Mas o que Portugal gastou não fica por aqui. Acrescem mais 3,719 mil milhões em juros, no mesmo período.

Os números, divulgados no âmbito de um relatório da Comissão Europeia sobre ajudas estatais dos Estados-membros, mostram que 2014 foi o ano em que se gastou mais dinheiro com injeções na banca -  4,938 mil milhões, sem contar com juros. Um ano que coincide com a intervenção estatal no antigo Banco Espírito Santos (BES), hoje Novo Banco.
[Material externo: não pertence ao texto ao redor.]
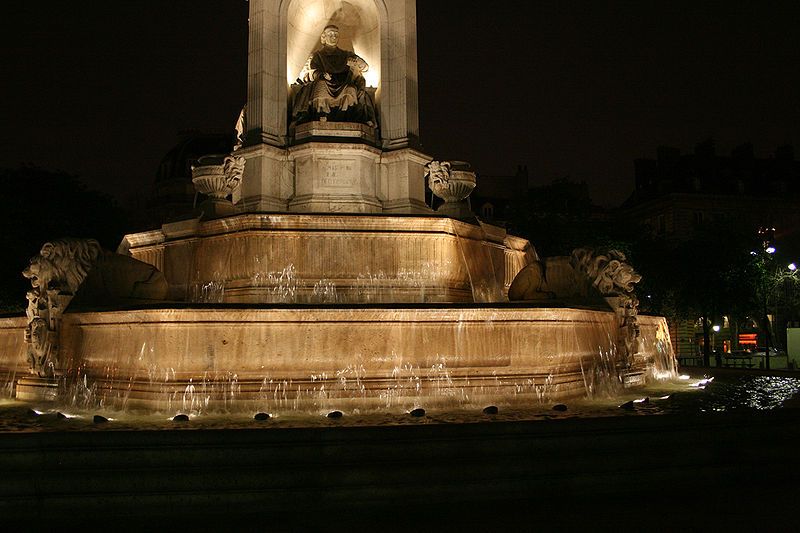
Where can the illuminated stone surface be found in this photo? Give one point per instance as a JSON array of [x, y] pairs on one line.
[[382, 174], [283, 258]]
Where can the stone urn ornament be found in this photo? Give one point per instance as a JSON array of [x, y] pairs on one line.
[[217, 176], [453, 182]]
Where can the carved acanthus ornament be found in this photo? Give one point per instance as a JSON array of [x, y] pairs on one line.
[[453, 182]]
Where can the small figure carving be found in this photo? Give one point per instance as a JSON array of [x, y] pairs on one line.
[[61, 268], [241, 129], [332, 85], [233, 167]]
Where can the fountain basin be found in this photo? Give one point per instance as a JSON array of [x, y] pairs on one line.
[[315, 357]]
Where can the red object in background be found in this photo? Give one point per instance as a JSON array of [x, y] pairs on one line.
[[748, 340]]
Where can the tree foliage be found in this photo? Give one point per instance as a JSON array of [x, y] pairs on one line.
[[41, 205]]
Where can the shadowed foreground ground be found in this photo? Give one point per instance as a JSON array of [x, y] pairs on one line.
[[666, 472]]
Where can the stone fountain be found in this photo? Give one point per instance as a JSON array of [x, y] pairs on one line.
[[315, 276]]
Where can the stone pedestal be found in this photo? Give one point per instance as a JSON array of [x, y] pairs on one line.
[[335, 177]]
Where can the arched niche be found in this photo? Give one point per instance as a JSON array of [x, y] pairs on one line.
[[359, 30]]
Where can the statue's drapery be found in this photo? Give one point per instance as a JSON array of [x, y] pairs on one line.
[[332, 87]]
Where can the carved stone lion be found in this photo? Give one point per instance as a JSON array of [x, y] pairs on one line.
[[78, 271], [62, 264], [610, 273]]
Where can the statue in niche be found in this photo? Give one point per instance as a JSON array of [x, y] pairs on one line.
[[332, 86]]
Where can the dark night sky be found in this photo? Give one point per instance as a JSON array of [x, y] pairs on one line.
[[570, 88]]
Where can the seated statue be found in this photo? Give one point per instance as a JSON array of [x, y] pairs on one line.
[[332, 86]]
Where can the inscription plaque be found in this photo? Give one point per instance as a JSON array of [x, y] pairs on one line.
[[337, 173]]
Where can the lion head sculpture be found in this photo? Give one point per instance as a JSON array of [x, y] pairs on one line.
[[62, 264], [610, 273]]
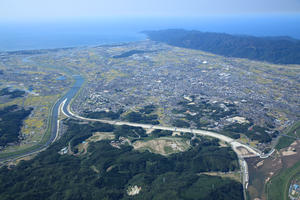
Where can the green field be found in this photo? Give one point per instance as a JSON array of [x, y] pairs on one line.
[[286, 141], [278, 186]]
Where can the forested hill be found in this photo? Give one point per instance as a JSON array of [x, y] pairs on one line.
[[278, 50]]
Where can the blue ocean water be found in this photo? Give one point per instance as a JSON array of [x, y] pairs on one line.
[[58, 34]]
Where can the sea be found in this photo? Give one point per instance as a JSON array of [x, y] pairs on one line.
[[28, 35]]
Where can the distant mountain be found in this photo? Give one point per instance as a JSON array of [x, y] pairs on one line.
[[278, 50]]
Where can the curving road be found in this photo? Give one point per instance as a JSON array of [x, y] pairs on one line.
[[54, 124]]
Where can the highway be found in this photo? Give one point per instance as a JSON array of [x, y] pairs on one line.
[[65, 109]]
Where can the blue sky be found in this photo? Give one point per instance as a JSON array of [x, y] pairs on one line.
[[73, 9]]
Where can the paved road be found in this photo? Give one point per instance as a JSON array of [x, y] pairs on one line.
[[234, 144], [66, 110]]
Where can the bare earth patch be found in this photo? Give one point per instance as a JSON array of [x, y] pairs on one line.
[[163, 146]]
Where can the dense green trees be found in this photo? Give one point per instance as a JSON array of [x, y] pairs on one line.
[[11, 120], [106, 172], [281, 50]]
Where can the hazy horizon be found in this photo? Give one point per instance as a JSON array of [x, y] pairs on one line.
[[32, 10]]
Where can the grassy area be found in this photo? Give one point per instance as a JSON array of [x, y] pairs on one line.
[[294, 131], [163, 145], [278, 186]]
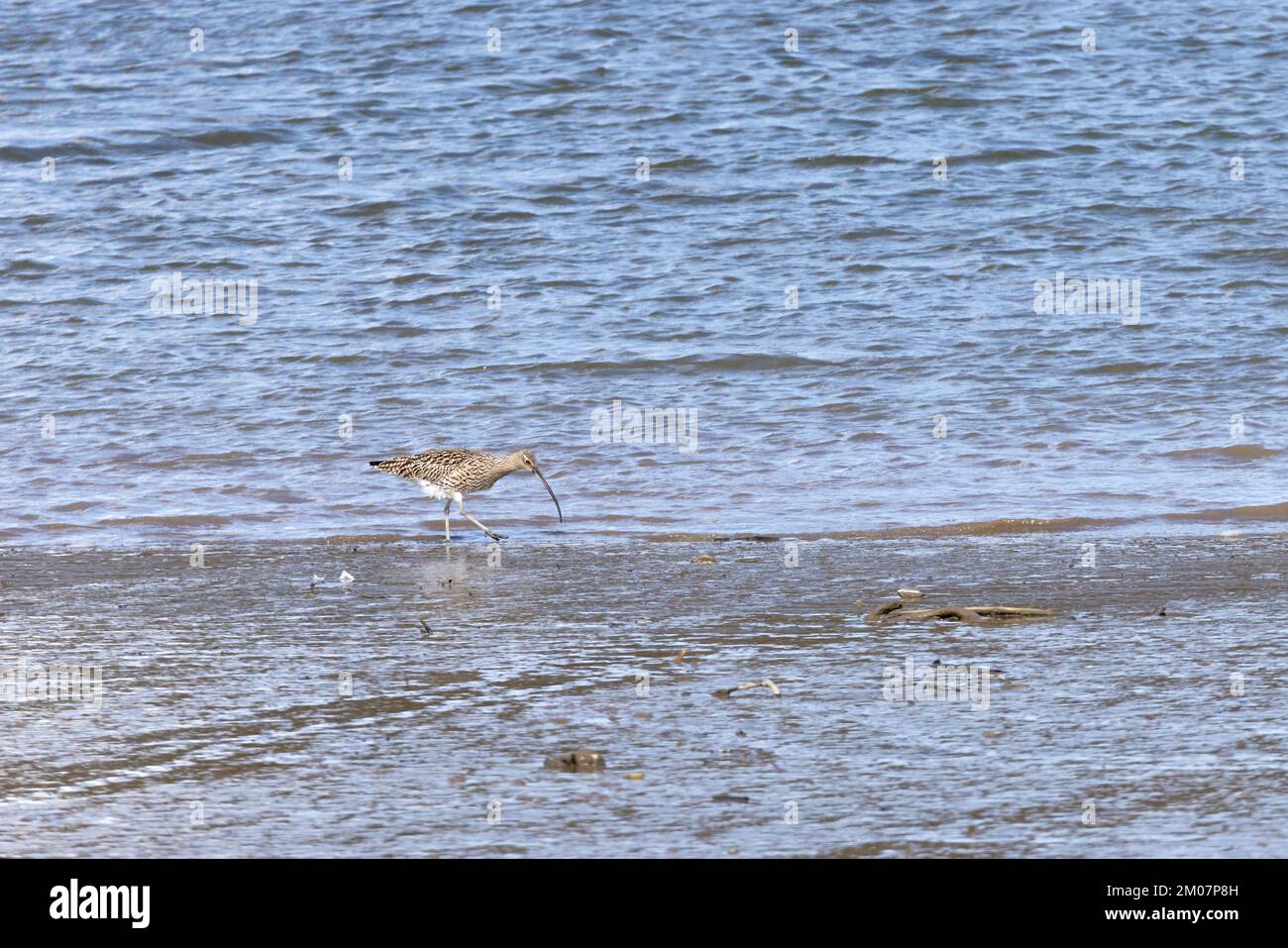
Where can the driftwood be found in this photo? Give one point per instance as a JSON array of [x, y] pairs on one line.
[[765, 683], [978, 614]]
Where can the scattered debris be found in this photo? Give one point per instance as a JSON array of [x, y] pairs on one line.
[[978, 614], [578, 762], [764, 683]]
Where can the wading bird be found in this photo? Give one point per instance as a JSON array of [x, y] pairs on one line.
[[452, 473]]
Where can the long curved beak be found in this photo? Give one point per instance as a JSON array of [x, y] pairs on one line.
[[552, 492]]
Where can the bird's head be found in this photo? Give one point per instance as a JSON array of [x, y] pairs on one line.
[[529, 463]]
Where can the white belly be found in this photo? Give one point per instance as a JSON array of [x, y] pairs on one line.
[[436, 491]]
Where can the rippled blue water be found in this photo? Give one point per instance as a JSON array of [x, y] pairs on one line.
[[520, 168]]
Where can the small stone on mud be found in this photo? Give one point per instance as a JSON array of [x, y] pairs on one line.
[[576, 762]]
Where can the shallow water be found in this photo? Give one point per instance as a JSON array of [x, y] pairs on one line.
[[518, 168], [222, 700]]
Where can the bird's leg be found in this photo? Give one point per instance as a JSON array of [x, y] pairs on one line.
[[494, 536]]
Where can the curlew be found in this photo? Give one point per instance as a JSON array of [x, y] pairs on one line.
[[454, 473]]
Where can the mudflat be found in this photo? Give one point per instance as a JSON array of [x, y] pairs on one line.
[[263, 703]]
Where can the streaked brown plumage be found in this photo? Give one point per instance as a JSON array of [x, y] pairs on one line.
[[451, 474]]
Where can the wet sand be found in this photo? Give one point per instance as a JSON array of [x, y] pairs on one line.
[[223, 729]]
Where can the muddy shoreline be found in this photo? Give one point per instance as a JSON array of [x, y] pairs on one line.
[[1154, 695]]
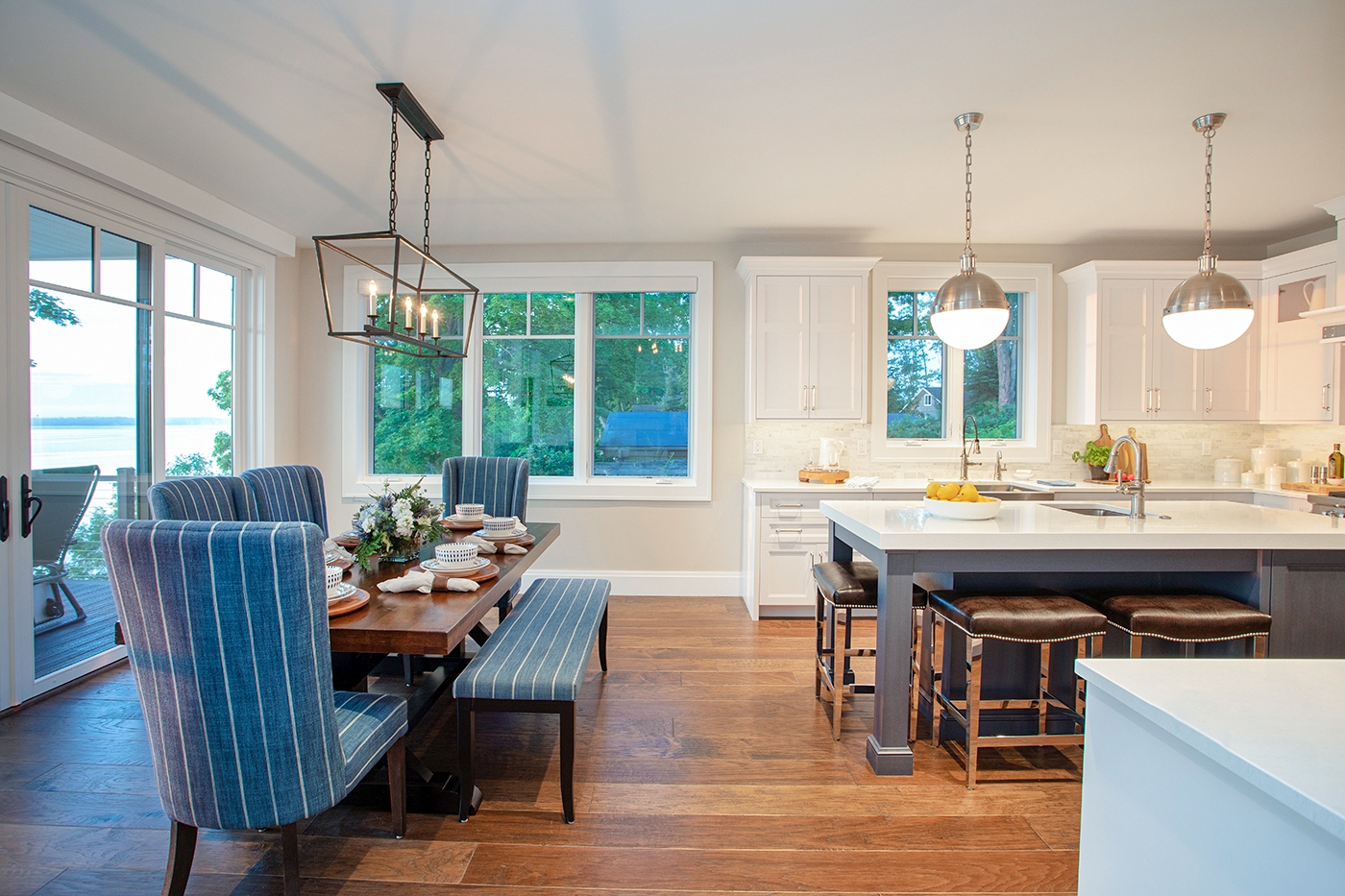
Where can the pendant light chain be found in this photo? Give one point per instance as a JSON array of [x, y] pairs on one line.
[[392, 178], [968, 190], [427, 197], [1210, 168]]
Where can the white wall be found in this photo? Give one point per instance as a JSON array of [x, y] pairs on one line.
[[665, 540]]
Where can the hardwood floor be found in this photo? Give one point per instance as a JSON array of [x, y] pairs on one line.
[[705, 764]]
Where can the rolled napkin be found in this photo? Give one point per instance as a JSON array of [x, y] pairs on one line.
[[426, 583], [331, 550]]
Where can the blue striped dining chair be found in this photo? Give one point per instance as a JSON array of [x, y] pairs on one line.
[[288, 494], [224, 498], [501, 483], [226, 631]]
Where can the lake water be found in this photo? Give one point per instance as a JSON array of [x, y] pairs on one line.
[[111, 447]]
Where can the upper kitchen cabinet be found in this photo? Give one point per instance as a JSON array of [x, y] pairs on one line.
[[807, 345], [1125, 368], [1300, 373]]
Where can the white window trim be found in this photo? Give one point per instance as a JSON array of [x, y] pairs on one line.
[[577, 278], [1035, 281]]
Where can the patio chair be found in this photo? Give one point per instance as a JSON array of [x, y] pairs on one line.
[[222, 498], [226, 631], [288, 494], [64, 493]]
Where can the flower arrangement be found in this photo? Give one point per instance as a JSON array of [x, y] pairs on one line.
[[396, 523]]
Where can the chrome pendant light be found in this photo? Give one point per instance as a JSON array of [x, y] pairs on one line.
[[1210, 308], [971, 309], [404, 276]]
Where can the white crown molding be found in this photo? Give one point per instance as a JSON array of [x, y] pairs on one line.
[[37, 132]]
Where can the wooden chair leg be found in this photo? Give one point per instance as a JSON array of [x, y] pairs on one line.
[[568, 763], [289, 853], [182, 848], [397, 785], [464, 759], [601, 641]]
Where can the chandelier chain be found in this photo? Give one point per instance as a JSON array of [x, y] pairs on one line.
[[968, 188], [392, 178], [427, 197], [1210, 168]]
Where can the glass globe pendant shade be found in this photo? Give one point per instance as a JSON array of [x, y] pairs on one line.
[[1208, 309], [970, 309]]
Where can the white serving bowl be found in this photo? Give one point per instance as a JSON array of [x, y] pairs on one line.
[[964, 510]]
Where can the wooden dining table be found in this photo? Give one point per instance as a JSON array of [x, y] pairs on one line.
[[419, 626]]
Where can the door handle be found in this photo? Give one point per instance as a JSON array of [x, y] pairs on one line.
[[26, 500], [4, 509]]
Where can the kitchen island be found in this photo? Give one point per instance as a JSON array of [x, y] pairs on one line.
[[1284, 563]]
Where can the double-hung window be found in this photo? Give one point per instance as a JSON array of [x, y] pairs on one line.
[[599, 375], [930, 389]]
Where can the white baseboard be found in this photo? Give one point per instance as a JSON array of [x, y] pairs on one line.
[[655, 584]]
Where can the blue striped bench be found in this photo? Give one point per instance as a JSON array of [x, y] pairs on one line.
[[534, 664]]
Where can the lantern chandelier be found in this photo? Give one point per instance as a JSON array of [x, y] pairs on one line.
[[407, 326]]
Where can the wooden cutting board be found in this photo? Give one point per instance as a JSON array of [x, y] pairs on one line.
[[1310, 487]]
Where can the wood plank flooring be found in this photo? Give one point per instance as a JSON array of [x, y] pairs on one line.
[[705, 764]]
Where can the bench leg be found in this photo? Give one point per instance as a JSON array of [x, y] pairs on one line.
[[601, 641], [397, 785], [568, 762], [464, 759]]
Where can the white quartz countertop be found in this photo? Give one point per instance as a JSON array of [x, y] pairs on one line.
[[1234, 711], [1063, 493], [1036, 525]]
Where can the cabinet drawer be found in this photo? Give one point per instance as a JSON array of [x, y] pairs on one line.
[[786, 533]]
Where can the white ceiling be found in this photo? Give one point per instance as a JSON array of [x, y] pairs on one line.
[[682, 121]]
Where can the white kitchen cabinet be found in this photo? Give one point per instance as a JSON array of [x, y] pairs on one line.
[[1125, 368], [1300, 375], [807, 336]]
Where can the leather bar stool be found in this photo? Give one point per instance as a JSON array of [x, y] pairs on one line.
[[1186, 619], [841, 588], [1033, 619]]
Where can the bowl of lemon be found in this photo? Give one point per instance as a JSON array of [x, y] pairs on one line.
[[959, 500]]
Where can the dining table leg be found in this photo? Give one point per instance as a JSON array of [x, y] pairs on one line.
[[888, 750]]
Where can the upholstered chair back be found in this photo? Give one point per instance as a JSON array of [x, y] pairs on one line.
[[226, 630], [501, 483], [288, 494], [219, 498]]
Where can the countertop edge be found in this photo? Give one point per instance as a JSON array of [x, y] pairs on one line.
[[1275, 787]]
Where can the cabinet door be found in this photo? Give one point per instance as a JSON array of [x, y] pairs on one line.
[[782, 348], [1125, 349], [1298, 370], [1177, 370], [836, 355], [1233, 378]]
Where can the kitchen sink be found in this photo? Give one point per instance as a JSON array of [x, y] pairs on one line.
[[1091, 510]]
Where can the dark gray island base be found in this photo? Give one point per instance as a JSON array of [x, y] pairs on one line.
[[1302, 590]]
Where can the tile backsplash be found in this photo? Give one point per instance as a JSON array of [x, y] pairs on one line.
[[1174, 448]]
Pelos mesmos dados, a segunda maior injeção acontece em 2017, num total de 4,908 mil milhões de euros, ano no qual foi feita uma recapitalização à Caixa Geral de Depósitos (CGD).

Em 2015, as injeções de capital do Estado português em instituições financeiras foram de 2,337 mil milhões de euros, valor que inclui a resolução do Banif - Banco Internacional do Funchal.

Nestes 10 anos, só não houve injeções entre 2007 e 2010, sendo que, mesmo assim, em 2010 ainda houve uma transferência de 1,8 mil milhões de euros [podem ser por exemplo compra de ativos] e foram dadas garantias de 85 milhões, para não falar dos juros de 81 milhões pagos nesse ano. 

O mesmo relatório revela quer no total Estados-membros da União Europeia apoiaram recapitalizações de bancos no montante de 475,9 mil milhões de euros entre 2008 e 2017.